Al-Tahir al-Mardi (journaliste soudanais identifié dans la vidéo principale comme travaillant pour Al Jazeera) est la personne dont la réunion familiale sert de point d’ancrage à l’histoire. Khartoum (capitale du Soudan au confluent du Nil Bleu et du Nil Blanc) est devenue un champ de bataille majeur après le déclenchement des combats en avril 2023. Les Sudanese Armed Forces, ou SAF (l’armée régulière soudanaise dirigée pendant la guerre par Abdel Fattah al-Burhan), ont combattu les Rapid Support Forces. Les Rapid Support Forces, ou RSF (force paramilitaire dirigée par Mohamed Hamdan Dagalo, largement connu sous le nom de Hemedti), sont issues de structures de milices du Darfour et sont devenues un centre de pouvoir national. Port Sudan (ville de la mer Rouge utilisée par les autorités alignées sur l’armée comme base en temps de guerre) est devenue un siège de gouvernement de substitution pendant les pires combats dans la capitale. Le Darfour (région de l’ouest du Soudan avec une longue histoire de violences de masse et de déplacements) reste central dans l’urgence humanitaire. Tawila (ville du Darfour du Nord accueillant un vaste camp de déplacés) est devenue un symbole de la crise au-delà de Khartoum.

Background

La guerre actuelle a commencé le 15 avril 2023, lorsqu’une lutte de pouvoir entre les Sudanese Armed Forces et les Rapid Support Forces s’est transformée en conflit ouvert à Khartoum et dans d’autres régions. Le Soudan avait déjà connu le renversement d’Omar al-Bashir en 2019, le coup d’État militaire de 2021 et des tentatives de transition répétées qui ont échoué. En mars 2025, l’armée a déclaré avoir repris des sites clés de Khartoum, dont le palais présidentiel et l’aéroport. Les précédents antérieurs comptent : les violences de masse au Darfour à partir de 2003 ont produit des déplacements de longue durée, des sanctions et un examen pénal international, et le conflit actuel a ravivé nombre de ces schémas à une échelle nationale plus large.

OIS Intelligence

Opposing perspectives

  1. Responsables humanitaires de la Commission européenne

    La page humanitaire de la Commission européenne présente le Soudan comme la plus grande crise de déplacement au monde et soutient que l’aide, la protection des civils, l’accès humanitaire et la pression sur les parties doivent rester la priorité. Selon cette lecture, les retours à Khartoum ne constituent pas une preuve de reprise tant que les services de base, la sécurité et l’accès des travailleurs humanitaires ne sont pas rétablis.

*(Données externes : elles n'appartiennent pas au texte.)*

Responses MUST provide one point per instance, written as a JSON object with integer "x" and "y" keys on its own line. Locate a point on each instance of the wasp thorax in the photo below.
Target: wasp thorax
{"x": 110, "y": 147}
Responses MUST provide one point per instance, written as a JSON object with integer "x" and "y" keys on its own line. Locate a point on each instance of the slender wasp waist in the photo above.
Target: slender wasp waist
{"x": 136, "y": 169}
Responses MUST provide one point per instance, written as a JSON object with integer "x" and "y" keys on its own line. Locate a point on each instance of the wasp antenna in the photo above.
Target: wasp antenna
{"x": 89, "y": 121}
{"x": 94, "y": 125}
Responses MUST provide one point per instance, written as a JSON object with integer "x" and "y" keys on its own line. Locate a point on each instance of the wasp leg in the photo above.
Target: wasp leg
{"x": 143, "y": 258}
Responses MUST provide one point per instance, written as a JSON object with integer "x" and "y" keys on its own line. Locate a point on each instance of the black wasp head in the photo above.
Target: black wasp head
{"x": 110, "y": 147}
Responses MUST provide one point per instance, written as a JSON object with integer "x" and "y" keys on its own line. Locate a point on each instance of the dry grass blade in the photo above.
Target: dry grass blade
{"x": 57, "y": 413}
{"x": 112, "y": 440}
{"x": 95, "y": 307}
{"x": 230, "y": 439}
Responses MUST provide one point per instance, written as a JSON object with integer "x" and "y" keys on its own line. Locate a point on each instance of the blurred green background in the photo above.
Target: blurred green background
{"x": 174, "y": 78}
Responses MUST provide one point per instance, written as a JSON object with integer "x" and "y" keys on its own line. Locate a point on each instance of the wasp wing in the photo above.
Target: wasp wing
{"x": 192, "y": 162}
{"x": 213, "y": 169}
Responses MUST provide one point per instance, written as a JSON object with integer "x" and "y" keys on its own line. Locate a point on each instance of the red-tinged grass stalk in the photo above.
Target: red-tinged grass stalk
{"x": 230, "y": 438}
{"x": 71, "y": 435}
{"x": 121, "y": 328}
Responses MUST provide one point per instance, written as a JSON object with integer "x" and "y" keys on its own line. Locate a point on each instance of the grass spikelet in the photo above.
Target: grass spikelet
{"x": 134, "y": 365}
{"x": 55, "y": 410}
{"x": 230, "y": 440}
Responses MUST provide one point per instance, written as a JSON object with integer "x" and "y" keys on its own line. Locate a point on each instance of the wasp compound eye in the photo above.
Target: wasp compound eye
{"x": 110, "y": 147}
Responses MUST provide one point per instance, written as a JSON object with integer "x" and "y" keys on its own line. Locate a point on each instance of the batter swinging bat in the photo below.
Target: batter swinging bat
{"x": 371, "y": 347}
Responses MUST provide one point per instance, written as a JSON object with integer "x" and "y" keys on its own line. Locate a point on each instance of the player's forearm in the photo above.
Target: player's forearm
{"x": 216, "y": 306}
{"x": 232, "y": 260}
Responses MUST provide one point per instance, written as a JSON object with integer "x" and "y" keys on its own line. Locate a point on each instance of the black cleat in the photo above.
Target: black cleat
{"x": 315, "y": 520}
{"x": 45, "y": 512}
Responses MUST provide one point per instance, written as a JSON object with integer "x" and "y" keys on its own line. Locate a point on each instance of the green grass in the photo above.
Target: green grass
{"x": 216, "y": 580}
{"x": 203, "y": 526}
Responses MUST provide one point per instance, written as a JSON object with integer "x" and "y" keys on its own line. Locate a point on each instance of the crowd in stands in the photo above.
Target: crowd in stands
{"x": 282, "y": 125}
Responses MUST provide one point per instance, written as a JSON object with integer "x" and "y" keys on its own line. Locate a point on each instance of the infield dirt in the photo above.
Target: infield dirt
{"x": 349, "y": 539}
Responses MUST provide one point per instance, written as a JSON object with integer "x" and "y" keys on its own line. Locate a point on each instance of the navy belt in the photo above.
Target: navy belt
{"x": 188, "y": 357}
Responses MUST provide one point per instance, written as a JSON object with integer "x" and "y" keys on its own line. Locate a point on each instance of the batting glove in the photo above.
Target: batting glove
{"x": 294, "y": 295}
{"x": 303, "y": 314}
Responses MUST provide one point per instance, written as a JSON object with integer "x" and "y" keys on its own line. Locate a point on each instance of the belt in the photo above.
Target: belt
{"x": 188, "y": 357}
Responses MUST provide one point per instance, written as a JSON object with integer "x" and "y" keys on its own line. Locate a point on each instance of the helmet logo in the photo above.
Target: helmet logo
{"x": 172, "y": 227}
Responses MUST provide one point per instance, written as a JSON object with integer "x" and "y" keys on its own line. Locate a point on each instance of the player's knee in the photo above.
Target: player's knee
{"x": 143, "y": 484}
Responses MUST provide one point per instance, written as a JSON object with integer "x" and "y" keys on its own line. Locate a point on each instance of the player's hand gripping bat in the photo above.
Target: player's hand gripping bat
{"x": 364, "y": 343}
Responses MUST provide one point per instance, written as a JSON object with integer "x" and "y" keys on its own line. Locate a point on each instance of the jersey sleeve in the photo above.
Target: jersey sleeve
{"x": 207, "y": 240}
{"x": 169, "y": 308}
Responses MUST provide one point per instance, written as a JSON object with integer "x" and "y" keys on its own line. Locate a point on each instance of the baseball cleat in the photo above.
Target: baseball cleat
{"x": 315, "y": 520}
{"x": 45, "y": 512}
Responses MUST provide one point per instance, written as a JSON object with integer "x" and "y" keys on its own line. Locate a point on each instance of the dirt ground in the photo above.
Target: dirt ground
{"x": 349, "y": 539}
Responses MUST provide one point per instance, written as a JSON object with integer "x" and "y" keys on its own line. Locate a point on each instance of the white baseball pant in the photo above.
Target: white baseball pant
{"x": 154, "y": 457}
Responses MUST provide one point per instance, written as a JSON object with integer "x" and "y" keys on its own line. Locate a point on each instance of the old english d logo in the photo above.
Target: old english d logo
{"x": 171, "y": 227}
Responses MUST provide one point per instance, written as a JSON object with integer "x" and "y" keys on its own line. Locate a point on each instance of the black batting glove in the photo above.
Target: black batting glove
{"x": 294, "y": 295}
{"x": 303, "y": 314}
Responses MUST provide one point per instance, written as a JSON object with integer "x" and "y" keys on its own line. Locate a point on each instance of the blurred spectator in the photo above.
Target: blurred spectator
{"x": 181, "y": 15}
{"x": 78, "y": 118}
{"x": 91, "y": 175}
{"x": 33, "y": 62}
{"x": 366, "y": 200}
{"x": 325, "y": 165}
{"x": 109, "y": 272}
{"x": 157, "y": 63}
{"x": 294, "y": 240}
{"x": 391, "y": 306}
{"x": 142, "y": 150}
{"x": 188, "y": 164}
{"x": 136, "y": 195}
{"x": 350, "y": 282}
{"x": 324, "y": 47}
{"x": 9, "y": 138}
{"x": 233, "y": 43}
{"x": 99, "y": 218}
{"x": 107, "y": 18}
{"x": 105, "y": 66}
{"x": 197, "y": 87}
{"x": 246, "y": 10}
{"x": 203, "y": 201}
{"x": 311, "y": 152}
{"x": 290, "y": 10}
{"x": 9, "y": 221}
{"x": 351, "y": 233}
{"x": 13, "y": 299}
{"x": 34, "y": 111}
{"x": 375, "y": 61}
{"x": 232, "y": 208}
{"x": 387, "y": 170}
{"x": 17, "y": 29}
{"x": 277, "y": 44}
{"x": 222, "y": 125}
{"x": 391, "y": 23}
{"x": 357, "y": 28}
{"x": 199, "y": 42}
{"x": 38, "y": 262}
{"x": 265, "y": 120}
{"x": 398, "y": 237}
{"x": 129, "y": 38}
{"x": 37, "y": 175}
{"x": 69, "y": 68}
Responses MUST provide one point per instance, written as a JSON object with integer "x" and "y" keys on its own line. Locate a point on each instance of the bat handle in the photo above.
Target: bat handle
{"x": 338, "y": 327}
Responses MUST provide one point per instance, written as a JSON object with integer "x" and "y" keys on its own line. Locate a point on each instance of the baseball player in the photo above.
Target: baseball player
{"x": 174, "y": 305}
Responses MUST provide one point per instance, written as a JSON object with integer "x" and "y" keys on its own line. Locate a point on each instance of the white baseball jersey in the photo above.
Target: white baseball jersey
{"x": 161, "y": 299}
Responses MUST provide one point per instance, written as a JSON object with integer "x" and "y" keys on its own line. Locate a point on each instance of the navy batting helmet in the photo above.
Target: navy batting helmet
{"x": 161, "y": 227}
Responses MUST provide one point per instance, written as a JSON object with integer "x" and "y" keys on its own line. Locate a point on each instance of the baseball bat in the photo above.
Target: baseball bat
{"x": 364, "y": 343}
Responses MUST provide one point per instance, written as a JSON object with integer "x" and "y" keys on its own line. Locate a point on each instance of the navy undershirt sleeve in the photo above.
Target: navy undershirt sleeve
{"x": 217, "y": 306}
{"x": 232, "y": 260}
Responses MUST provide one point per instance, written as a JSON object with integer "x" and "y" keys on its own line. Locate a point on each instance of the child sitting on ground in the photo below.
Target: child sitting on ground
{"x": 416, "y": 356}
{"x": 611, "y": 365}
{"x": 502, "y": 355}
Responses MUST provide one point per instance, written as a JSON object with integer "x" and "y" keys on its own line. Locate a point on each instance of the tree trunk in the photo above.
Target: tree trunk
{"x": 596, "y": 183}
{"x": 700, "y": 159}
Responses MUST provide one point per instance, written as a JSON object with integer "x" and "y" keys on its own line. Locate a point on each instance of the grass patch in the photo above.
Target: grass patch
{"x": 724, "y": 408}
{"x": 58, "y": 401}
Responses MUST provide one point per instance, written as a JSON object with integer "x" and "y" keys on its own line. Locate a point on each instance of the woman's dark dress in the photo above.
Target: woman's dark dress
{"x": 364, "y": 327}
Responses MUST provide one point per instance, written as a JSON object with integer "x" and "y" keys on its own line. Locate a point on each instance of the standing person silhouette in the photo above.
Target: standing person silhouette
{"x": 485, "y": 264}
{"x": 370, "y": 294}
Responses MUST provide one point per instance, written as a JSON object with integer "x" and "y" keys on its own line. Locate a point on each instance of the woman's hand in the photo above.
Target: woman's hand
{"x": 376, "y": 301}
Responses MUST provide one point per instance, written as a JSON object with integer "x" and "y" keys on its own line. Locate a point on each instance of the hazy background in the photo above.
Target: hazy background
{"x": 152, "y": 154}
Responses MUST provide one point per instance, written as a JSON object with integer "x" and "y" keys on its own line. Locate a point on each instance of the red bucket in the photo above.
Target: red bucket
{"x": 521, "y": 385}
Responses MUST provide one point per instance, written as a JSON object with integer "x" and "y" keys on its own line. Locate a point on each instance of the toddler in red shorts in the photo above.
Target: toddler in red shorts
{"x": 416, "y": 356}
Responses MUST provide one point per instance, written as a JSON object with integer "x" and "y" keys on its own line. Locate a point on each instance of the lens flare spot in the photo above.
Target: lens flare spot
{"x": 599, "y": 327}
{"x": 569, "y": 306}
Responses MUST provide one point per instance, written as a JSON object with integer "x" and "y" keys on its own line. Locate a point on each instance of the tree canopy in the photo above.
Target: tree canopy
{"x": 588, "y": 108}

  2. Institutions de politique étrangère du Conseil de l’UE

    La décision du Conseil indique que les mesures restrictives visent les acteurs qui compromettent la stabilité et la transition politique du Soudan. Ce cadre considère le conflit non seulement comme une urgence humanitaire, mais aussi comme un dossier de sanctions et de responsabilité, dans lequel Bruxelles peut utiliser les inscriptions sur liste, les gels d’avoirs et les interdictions de voyager parallèlement au financement humanitaire.

  3. Ministère des affaires étrangères aligné sur l’armée soudanaise

    Le ministère des affaires étrangères aligné sur l’armée a critiqué le processus de donateurs de Berlin pour consultation insuffisante avec les autorités soudanaises. Cette position présente la diplomatie internationale comme potentiellement paternaliste si elle finance ou conçoit des réponses autour du Soudan sans que les institutions étatiques reconnues jouent un rôle central.